Medication treatment is one of the common therapeutic strategies for OA. In recent year, traditional Chinese herbs have been demonstrated to possess high clinical value because of their powerful treatment effects and minimal general toxicity. Baicalin, a principal flavonoid mainly isolated from roots of Scutellaria baicalensis, has been proved to possess various functions, such as anti-inflammation, anti-infection, antitumor, and antioxidant activities.^6

–9 Moreover, increasing literature studies proved that baicalin administration had anti-OA roles. For example, Chen et al demonstrated that baicalin exhibited protective activities in both human OA chondrocytes and OA animal model.¹ Yang et al showed that baicalin protected CHON-001 cells from inflammation.¹⁰ Pan et al indicated that oxidative stress was an important factor during OA progress and baicalin protected chondrocytes from oxidative stress caused via H₂O₂.¹¹ Nevertheless, the related mechanisms are still unclear.

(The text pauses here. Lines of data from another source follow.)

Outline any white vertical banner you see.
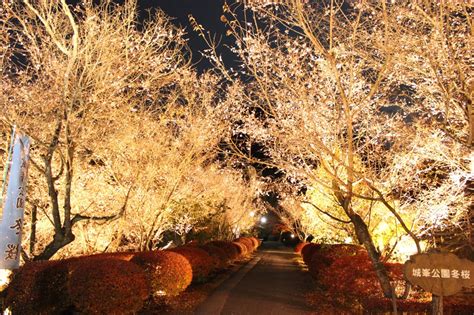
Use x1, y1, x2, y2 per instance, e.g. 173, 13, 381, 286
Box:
0, 131, 30, 269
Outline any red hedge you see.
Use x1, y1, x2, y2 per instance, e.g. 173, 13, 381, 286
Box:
131, 251, 193, 296
167, 246, 215, 283
235, 237, 255, 254
68, 257, 150, 314
232, 242, 250, 257
301, 243, 321, 265
198, 245, 229, 269
249, 236, 260, 249
4, 261, 70, 314
308, 244, 365, 278
295, 242, 309, 254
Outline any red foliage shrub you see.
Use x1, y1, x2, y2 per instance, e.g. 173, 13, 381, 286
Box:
68, 257, 150, 314
82, 252, 136, 261
303, 244, 364, 278
4, 261, 70, 314
235, 237, 255, 254
131, 251, 193, 296
168, 246, 215, 283
232, 242, 250, 257
301, 243, 321, 265
295, 242, 309, 254
207, 241, 239, 262
198, 245, 228, 269
249, 236, 261, 249
318, 251, 382, 296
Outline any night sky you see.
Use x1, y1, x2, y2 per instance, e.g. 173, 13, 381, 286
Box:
138, 0, 239, 71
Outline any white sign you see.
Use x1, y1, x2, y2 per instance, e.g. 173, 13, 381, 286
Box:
0, 131, 30, 269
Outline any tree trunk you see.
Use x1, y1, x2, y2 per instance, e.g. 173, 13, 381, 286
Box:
33, 233, 76, 260
350, 213, 393, 298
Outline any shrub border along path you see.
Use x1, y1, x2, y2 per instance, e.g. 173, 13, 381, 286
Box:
2, 238, 259, 314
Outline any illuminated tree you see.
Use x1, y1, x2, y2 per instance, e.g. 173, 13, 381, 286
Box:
203, 0, 472, 302
0, 0, 260, 259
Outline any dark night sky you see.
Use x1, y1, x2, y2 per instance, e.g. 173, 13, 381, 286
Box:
138, 0, 239, 70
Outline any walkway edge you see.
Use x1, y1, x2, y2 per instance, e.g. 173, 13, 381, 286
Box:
194, 256, 261, 315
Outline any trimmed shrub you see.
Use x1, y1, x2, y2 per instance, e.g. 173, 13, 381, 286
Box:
232, 242, 249, 256
198, 245, 229, 269
207, 241, 239, 262
235, 237, 255, 254
295, 242, 310, 254
249, 236, 260, 249
318, 251, 382, 296
301, 243, 321, 265
68, 257, 150, 314
308, 244, 365, 278
82, 252, 136, 261
131, 251, 193, 296
167, 246, 214, 283
4, 261, 70, 314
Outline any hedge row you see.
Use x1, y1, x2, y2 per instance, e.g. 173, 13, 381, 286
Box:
4, 238, 259, 314
295, 243, 472, 314
295, 243, 416, 310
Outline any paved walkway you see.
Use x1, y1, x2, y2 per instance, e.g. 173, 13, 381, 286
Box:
196, 242, 312, 315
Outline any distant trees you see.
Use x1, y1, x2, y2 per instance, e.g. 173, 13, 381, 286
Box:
204, 0, 473, 296
0, 0, 260, 259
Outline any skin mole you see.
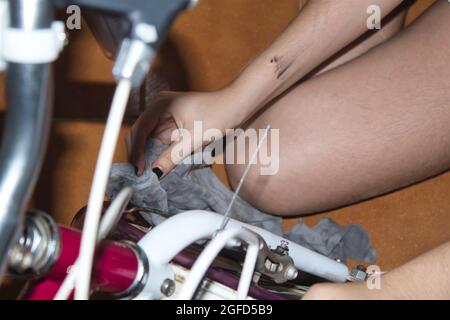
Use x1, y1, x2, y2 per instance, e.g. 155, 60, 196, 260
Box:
270, 56, 294, 80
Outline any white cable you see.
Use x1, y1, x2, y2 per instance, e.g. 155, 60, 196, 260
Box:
54, 187, 133, 300
177, 228, 259, 300
75, 79, 131, 300
219, 124, 272, 230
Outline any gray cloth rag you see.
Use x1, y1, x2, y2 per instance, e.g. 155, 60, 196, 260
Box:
107, 139, 376, 263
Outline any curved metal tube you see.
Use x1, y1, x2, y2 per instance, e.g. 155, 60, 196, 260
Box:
0, 0, 53, 275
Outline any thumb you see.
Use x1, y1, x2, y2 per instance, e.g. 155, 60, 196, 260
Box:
152, 134, 201, 179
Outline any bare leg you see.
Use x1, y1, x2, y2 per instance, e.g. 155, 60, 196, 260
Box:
227, 0, 450, 214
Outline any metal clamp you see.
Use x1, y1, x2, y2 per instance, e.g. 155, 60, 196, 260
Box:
112, 240, 150, 300
8, 210, 61, 275
256, 240, 298, 284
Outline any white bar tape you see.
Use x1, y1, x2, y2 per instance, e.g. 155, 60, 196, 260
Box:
2, 21, 66, 64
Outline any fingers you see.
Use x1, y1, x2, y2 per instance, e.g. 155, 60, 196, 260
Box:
152, 132, 201, 178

Endoplasmic reticulum (ER) stress is known to have major effects during OA progress. Hence, we wonder whether the anti-OA activities of baicalin are mediated by decreasing ER stress. To answer the above question, chondrocytes from patients with OA were treated via H₂O₂ with or without baicalin pretreatment. Chondrocyte viability, reactive oxygen species (ROS) level, glutathione/oxidized glutathione (GSH/GSSG) ratio, expressions of apoptosis-related genes (Bax, Bcl-2, and Caspase-3) and ER stress hallmarks (binding immunoglobulin protein, BiP; and C/EBP homologous protein, CHOP), and messenger RNA (mRNA) levels of ECM-related genes (Collange I, Collange II, Aggrecan, and Sox9) were analyzed. To our delight, baicalin has cytoprotective effects on H₂O₂-treated human OA chondrocytes, which was consistent with previous literature studies. Moreover, the above experiment data also suggested that baicalin’s protection may be linked to the suppression of ER stress. Subsequently, tauroursodeoxycholic acid dihydrate (TUDCA) or tunicamycin (Tm), the inhibitor and inducer of ER stress, was used in combination with baicalin before H₂O₂ treatment. Cell Counting Kit-8 (CCK-8) and Western blot assay further confirmed the direct suppressive activities of baicalin against ER stress.

Methods and Materials

Ethical Statement

The experimental protocols were approved by the Ethics Committee of Tianjin Hospital. Cartilages of patients with OA were collected after knee replacement surgery and all patients provided informed written consent.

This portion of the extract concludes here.